What Is The Full Form Of NBFC?
NBFC are the non-banking financial institutions which lends money to the individual or businesses as loan. Read to know more about NBFC in details.
The capital market of any economy can be broadly divided into two categories: the equity side and the debt side. The equity market includes the stock market as also the private equity and venture capital segments while the debt side is represented by lending as also bonds and their associated forms.If we look at lending in particular, it accounts for one of the biggest blocks of financial activity in the country and acts as the lubricant for businesses cutting across sectors. The lending can be done by banks as also other institutions.
One such big category is the ‘non-banking financial institutions’ (NBFIs) or ‘non-banking finance companies (NBFCs). NBFCs are also called shadow banks as most of them function like a bank but have looser regulatory controls, even though they are also monitored and operate under the norms assigned by the Reserve Bank of India (RBI).As against banks, which are limited in number as the banking system is tightly regulated, there are over 10,000 NBFCs in India.
Technically, an NBFC is a company registered under the Companies Act, 1956. It is engaged in the business of providing loans and advances; acquisition of shares, bonds, debentures, securities issued by government or local authority or other similar marketable securities; leasing, hire-purchase, insurance business and chit business.However, it does not include any institution whose principal business is that of agriculture activity, industrial activity, purchase or sale of any goods (other than securities) or providing any services and sale/purchase/construction of immovable property.
Financial activity as the principal business is when a company’s financial assets constitute more than 50% of the total assets and income from financial assets constitute more than 50% of the gross income. A company which fulfills both these criteria will be registered as an NBFC by the RBI.Hence, if there are companies engaged in agricultural operations, industrial activity, purchase and sale of goods, providing services or purchase, sale or construction of immovable property as their principal business and are doing some financial business in a small way, they will not be regulated by the RBI.
NBFCs can be classified into two broad categories: NBFCs accepting public deposit (NBFCs-D) and NBFCs not accepting or holding public deposit (NBFCs-ND).

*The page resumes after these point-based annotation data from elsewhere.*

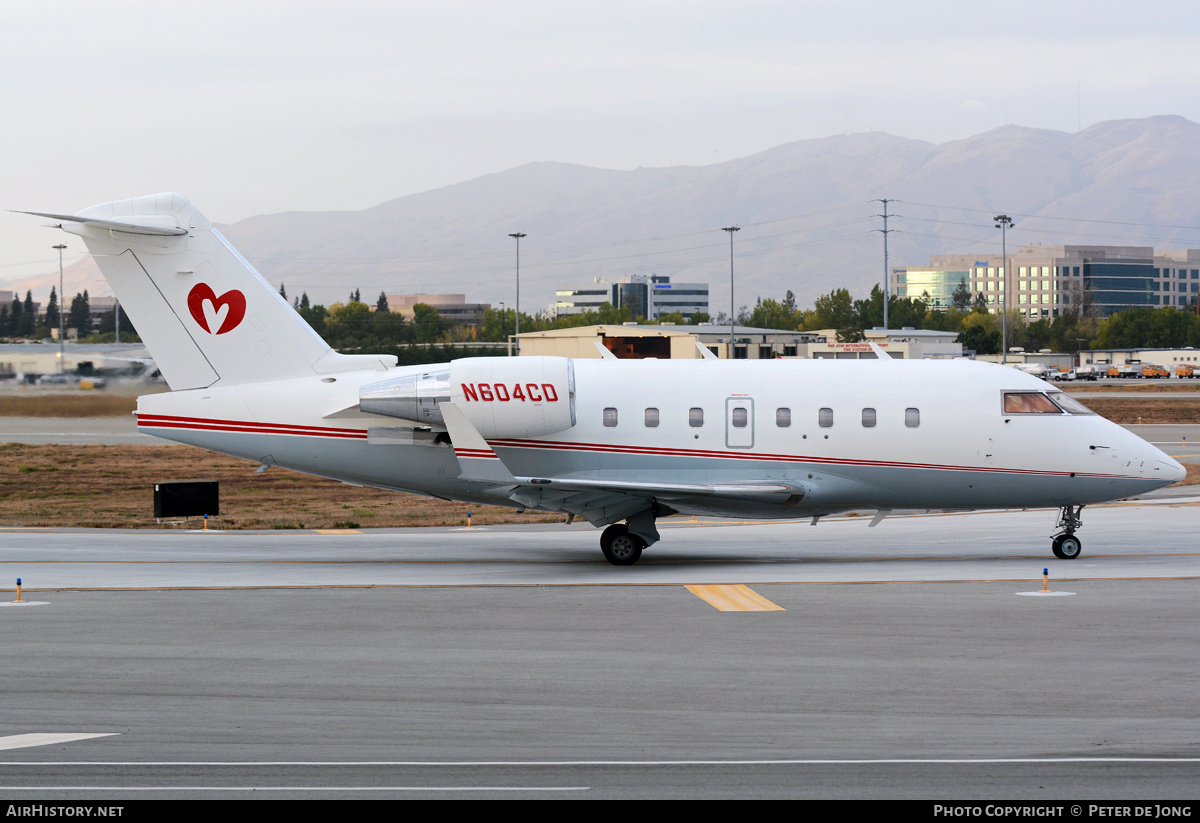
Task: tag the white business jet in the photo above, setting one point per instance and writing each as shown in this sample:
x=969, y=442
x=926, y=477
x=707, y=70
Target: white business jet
x=617, y=443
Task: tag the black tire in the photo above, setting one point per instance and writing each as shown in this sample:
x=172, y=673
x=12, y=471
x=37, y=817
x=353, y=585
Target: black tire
x=619, y=547
x=1067, y=547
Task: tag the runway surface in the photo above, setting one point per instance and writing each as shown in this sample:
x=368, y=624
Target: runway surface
x=511, y=661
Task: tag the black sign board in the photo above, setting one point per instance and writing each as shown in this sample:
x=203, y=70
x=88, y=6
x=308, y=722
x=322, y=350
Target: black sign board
x=186, y=498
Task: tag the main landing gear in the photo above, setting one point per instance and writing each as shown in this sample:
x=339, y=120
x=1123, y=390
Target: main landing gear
x=1066, y=546
x=619, y=546
x=623, y=542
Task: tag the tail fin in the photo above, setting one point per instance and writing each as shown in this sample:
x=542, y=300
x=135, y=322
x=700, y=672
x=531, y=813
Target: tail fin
x=204, y=312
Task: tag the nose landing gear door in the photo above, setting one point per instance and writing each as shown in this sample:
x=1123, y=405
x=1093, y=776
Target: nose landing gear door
x=739, y=422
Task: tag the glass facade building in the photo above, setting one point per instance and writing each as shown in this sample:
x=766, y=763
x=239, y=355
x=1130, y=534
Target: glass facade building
x=1043, y=282
x=645, y=295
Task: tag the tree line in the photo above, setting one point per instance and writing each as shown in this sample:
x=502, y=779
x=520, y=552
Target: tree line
x=354, y=325
x=22, y=320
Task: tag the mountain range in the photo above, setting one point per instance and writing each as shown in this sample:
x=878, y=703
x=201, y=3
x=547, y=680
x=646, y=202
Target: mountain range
x=808, y=214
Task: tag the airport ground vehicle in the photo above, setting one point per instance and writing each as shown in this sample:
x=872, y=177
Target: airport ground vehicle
x=618, y=443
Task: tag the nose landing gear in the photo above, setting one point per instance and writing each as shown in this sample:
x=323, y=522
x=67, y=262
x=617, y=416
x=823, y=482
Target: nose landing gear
x=1066, y=546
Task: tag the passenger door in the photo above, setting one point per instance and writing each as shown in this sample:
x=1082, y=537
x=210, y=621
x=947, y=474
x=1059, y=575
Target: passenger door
x=738, y=422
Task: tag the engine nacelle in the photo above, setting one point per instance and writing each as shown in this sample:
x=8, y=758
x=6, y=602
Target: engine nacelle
x=499, y=396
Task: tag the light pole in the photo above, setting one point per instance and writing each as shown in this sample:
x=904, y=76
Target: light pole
x=1003, y=222
x=733, y=310
x=516, y=340
x=61, y=331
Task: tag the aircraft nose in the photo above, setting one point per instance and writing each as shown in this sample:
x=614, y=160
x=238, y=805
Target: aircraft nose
x=1171, y=469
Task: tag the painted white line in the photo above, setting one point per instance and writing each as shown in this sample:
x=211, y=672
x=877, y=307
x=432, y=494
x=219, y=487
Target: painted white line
x=876, y=761
x=46, y=739
x=295, y=788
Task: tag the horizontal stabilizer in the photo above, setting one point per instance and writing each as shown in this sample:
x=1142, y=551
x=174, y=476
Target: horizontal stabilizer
x=204, y=312
x=113, y=224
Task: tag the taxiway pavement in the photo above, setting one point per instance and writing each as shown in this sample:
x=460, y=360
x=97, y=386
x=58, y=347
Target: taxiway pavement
x=513, y=661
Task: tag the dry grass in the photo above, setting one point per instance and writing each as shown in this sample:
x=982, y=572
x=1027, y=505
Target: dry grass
x=78, y=404
x=1146, y=409
x=113, y=487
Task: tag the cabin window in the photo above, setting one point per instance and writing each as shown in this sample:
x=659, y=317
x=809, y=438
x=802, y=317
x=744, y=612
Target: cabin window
x=1029, y=402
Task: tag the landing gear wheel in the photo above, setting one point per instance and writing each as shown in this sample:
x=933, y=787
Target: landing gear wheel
x=1067, y=547
x=619, y=547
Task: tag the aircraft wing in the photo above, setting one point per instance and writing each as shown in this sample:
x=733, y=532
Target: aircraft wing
x=599, y=502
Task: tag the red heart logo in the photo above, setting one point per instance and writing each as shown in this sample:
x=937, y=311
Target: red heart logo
x=233, y=299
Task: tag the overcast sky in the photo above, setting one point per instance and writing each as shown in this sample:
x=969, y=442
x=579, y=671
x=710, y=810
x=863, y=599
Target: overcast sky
x=265, y=107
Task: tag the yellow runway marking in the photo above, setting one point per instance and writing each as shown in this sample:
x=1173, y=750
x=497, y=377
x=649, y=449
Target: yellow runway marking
x=733, y=599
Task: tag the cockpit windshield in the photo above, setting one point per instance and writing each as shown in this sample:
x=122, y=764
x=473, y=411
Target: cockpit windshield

Just under 0.5% of NBFCs are authorised to accept deposits.
Then, there are offshoots under these including NBFC-MFI, or NBFCs which are essentially microfinance institutions and represent a category of NBFCs who are into microlending and so on.Almost all NBFCs must be registered with the RBI but many sub-categories are not directly governed by it and need to be registered with other authorities. For instance, stock brokers are monitored by the Securities and Exchange Board of India (SEBI).
NBFCs are an essential part of the financial ecosystem and not just as an alternate form of lenders but also other activities they are engaged in. Although there are over 10,000 NBFCs, most come under the RBI while some are governed by other regulatory bodies like National Housing Bank and SEBI.